Die Behörden gehen aber nicht nur gegen die CHP vor. In den vergangenen Monaten wurde eine Managerin bekannter Schauspieler verhaftet, hochrangige Wirtschaftsvertreter wurden nach einer regierungskritischen Rede erst festgenommen und dann mit einer Ausreisesperre belegt. Auch mehrere Journalisten wurden mit Verfahren überzogen. «Wir leben in einer Zeit, in der selbst die grundlegendsten politischen Rechte angegriffen werden», kommentierte der politische Analyst Berk Esen kürzlich die Festnahme eines Journalisten wegen eines Beitrags auf X.
Glaubt man dem türkischen Präsidenten Recep Tayyip Erdogan, dann ist die Gründungspartei des Landes, die vor allem städtische, gebildete und laizistische Wählerschichten vertritt, nicht viel mehr als eine kriminelle Vereinigung. Es vergeht kaum eine Rede, in der Erdogan die Partei nicht mit neuen Vorwürfen belegt. Ob an den Vorwürfen gegen die CHP etwas dran ist, ist fraglich – aber: Korruption ist ein verbreitetes Problem. Dass diese aber immer nur bei politischen Gegnern der Ak-Partei ans Licht kommt, schürt bei vielen das Misstrauen in die ohnehin stark eingeschränkte Rechtsstaatlichkeit im Land.
Zustände wie in Russland?
Viele Umfragen sehen die CHP momentan als stärkste Kraft im Land. Seit den Kommunalwahlen 2019 konnte die CHP wichtige Grossstädte wie Istanbul und Ankara gewinnen und tritt zunehmend als ernstzunehmende Alternative zur regierenden AKP auf. Konnte der Staatschef die Präsidentschaftswahl 2023 noch für sich entscheiden, landete seine Partei bei den landesweiten Lokalwahlen 2024 – auch wegen einer immer weiter eskalierenden Inflation und Preissteigerung im Land – erstmals in ihrer Geschichte nur auf dem zweiten Platz. Und das, obwohl die CHP in einem Land, in dem die überwältigende Mehrheit der Medien unter direkter oder indirekter Kontrolle der Regierung stehen, im Wahlkampf strategisch benachteiligt wurde.

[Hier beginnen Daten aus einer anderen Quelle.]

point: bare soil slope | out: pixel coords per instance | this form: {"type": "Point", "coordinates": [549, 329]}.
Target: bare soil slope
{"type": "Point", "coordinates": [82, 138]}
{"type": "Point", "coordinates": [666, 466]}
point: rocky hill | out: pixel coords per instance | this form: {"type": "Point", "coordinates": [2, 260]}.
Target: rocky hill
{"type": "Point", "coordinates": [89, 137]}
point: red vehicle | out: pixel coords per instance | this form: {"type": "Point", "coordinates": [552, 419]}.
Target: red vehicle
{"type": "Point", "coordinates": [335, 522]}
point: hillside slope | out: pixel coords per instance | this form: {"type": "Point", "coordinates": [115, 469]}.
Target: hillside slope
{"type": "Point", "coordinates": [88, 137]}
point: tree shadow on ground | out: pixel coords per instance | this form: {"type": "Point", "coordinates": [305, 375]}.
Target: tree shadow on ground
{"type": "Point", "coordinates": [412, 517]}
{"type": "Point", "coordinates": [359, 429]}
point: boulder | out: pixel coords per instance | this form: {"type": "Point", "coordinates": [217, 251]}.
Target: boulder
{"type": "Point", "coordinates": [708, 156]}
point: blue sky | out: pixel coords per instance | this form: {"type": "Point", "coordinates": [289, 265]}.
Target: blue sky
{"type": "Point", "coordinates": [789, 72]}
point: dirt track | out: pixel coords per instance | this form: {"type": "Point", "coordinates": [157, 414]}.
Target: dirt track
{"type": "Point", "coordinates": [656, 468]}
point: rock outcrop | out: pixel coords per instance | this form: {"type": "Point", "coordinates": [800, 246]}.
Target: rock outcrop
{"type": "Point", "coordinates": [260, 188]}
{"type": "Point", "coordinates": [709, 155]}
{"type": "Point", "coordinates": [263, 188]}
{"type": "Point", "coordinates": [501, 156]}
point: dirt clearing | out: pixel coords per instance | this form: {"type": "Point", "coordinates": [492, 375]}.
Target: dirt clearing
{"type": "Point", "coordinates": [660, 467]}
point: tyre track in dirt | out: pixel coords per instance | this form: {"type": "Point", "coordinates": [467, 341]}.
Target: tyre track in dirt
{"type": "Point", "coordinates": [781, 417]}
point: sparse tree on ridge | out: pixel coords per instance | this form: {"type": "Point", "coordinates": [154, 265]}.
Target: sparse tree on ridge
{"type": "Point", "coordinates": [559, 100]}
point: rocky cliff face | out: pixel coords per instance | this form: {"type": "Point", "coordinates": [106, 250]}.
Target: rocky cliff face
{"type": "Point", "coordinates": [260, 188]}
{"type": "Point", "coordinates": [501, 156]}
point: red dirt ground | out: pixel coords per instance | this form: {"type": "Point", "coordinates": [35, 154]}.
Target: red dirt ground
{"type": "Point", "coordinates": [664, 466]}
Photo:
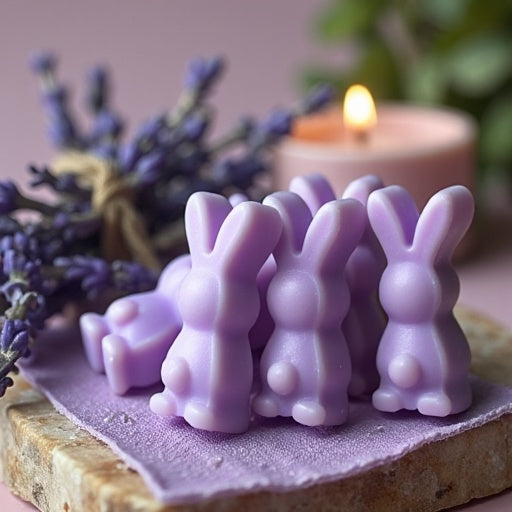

Die verlorenen Stimmen hole sich die AKP nun mit repressiven Mitteln zurück und stemme sich so gegen ihr eigenes Ende, meinen Beobachter. Der Journalist Timur Soykan, der selbst zwischenzeitlich wegen Kritik an der Regierung festgenommen wurde, sagte kürzlich in einem Programm auf YouTube, Erdogan wolle die grösste Oppositionspartei schwächen, gleichzeitig arbeite er an einem Friedensprozess mit der PKK, um die Unterstützung der Kurden zu erhalten. So hoffe Erdogan die nötigen Stimmen für eine Verfassungsänderung zu sammeln, lebenslang Präsident zu bleiben und ein ähnliches System wie in Russland zu schaffen.
Die Schwachstelle der Opposition
Doch zur Schwächung der CHP könnte auch ein Machtkampf beitragen, der Erdogan in die Hände spielt. Wegen des Vorwurfs des Wahlbetrugs könnte das Ergebnis des CHP-Parteitags vor zwei Jahren annulliert werden. Damals wurde Özel mit deutlicher Mehrheit zum Parteichef gewählt und löste seinen erfolglosen Vorgänger Kemal Kilicdaroglu nach mehr als zehn Jahren an der Spitze ab. Özel hatte die CHP neu aufgestellt und verjüngt, was massgeblich zum Erfolg bei den Kommunalwahlen beigetragen haben soll. Kommt die Beschwerde durch, könnte Kilicdaroglu wieder als Parteichef der CHP eingesetzt werden – ein schwacher und damit leichter Gegner für Erdogan.
Kritik aus der EU und Deutschland bleibt verhalten
Nach Ansicht von Analyst Esen stellen die Verhaftungen «den schwerwiegendsten Machtgriff einer zivilen Regierung seit dem Übergang zum Mehrparteiensystem im Jahr 1950 dar». Doch besonderen Druck aus Deutschland, der EU oder gar aus den USA hat Erdogan zurzeit nicht zu befürchten. Zu US-Präsident Donald Trump pflegt er gute Beziehungen. Mit der Schwächung des Iran, der neutralen Positionierung im Ukraine-Krieg und des Umsturzes in Syrien hat das Nato-Land Türkei zudem an Einfluss in der Region gewonnen. In den unruhigen Zeiten will man es sich mit dem Land, das die zweitgrösste Armee der Nato stellt, nicht verscherzen.